Sources: EPA Lead and Copper Rule, U.S. Census Bureau ACS, CDC childhood lead poisoning prevention guidelines.
Boca Grande: Flood History & Water Damage Risk
Because Boca Grande's NFIP claim count reaches 984 and 100% of ZIP codes fall within FEMA-designated flood zones, flood exposure here operates differently than it does in lower-claim communities. In areas with isolated flood events, water-quality infrastructure can typically absorb the stress and recover between events. In communities with repeated high-volume flooding, treatment plants face recurring overload conditions, private wells in FEMA-designated zones accumulate repeated infiltration episodes, and distribution systems experience repeated pressure events that can drive backflow. The claim record for this area points to that second category: a flood environment where water infrastructure stress is periodic and documented, not theoretical.

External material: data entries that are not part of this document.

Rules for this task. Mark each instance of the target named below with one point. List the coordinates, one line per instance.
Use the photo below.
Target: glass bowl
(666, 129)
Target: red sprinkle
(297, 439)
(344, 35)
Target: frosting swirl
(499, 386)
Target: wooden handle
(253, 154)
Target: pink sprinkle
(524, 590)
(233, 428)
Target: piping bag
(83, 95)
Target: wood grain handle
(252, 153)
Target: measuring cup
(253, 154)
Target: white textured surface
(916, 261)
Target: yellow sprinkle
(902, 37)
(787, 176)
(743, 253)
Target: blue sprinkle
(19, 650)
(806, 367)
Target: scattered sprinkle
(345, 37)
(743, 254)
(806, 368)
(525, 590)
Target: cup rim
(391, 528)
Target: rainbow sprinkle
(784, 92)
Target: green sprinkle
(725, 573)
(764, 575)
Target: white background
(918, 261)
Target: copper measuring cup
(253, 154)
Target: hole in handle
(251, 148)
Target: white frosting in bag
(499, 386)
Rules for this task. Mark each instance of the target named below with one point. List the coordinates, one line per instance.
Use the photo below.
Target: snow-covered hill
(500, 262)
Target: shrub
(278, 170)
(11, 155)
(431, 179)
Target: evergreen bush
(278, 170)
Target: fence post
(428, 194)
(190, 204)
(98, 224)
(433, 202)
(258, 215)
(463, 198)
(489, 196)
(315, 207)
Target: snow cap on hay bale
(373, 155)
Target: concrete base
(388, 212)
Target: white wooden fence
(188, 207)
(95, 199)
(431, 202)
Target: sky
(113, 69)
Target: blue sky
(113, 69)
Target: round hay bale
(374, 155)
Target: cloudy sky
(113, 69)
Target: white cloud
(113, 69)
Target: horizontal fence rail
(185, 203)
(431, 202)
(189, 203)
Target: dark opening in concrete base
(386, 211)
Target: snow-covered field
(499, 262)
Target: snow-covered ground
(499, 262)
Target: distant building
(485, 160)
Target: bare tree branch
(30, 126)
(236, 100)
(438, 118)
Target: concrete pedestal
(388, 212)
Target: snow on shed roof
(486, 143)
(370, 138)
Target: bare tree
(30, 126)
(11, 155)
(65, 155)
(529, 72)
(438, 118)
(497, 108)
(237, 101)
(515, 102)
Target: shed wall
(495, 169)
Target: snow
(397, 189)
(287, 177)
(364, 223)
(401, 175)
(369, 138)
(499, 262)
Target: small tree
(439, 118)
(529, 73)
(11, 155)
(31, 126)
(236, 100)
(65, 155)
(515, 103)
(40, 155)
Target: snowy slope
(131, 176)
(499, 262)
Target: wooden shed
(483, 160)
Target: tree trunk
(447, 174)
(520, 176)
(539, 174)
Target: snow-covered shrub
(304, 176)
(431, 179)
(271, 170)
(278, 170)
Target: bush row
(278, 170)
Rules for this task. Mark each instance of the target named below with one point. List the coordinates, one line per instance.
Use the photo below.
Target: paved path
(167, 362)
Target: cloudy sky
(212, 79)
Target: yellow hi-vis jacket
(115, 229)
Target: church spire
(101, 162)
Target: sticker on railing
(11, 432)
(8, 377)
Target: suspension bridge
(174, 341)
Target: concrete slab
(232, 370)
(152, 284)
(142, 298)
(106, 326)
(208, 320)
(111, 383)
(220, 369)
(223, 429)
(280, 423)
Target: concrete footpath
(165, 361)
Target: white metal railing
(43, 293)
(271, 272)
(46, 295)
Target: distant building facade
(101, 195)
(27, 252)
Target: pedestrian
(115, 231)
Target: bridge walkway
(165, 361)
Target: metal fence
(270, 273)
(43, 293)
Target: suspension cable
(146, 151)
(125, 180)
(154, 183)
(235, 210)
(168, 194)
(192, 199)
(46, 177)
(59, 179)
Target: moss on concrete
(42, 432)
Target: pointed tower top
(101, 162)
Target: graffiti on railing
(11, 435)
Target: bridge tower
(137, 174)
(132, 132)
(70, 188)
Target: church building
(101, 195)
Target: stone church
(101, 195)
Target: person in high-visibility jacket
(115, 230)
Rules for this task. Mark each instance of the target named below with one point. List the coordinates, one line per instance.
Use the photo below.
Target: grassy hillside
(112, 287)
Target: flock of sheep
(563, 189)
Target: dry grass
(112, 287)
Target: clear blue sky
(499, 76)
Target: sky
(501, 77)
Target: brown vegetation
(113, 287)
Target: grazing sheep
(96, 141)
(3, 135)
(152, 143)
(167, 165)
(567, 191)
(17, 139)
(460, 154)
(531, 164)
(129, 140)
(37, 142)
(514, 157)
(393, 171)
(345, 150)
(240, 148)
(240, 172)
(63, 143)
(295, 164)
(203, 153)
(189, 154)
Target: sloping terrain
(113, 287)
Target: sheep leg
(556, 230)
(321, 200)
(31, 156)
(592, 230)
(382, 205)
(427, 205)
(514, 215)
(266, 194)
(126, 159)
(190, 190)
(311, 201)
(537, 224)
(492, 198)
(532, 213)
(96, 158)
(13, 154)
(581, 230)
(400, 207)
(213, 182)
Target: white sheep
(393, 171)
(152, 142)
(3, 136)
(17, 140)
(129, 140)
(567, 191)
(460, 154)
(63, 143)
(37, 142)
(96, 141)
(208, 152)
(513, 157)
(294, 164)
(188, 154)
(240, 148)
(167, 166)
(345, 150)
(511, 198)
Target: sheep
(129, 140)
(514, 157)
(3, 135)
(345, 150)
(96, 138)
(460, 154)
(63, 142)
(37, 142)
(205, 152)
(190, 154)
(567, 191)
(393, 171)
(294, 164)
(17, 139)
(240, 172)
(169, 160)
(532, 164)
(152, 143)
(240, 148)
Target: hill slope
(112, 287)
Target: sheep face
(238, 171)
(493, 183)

Boca Grande has a significant flood history with 984 FEMA flood insurance claims on record, averaging $51,819 per claim. With 100% of ZIP codes in FEMA-designated flood zones, flood risk is a major concern for homeowners and water quality.
How flooding affects water quality: Flood events can introduce sewage, agricultural runoff, and industrial chemicals into water supplies. Even after floodwaters recede, contamination can persist in wells and aging infrastructure. Flood damage can add significantly to the estimated <strong>$2,500</strong> remediation cost per household.
Residents in flood-prone areas should consider flood insurance even outside FEMA zones — over 25% of flood claims come from low-to-moderate risk areas. After any flood event, test your water before drinking.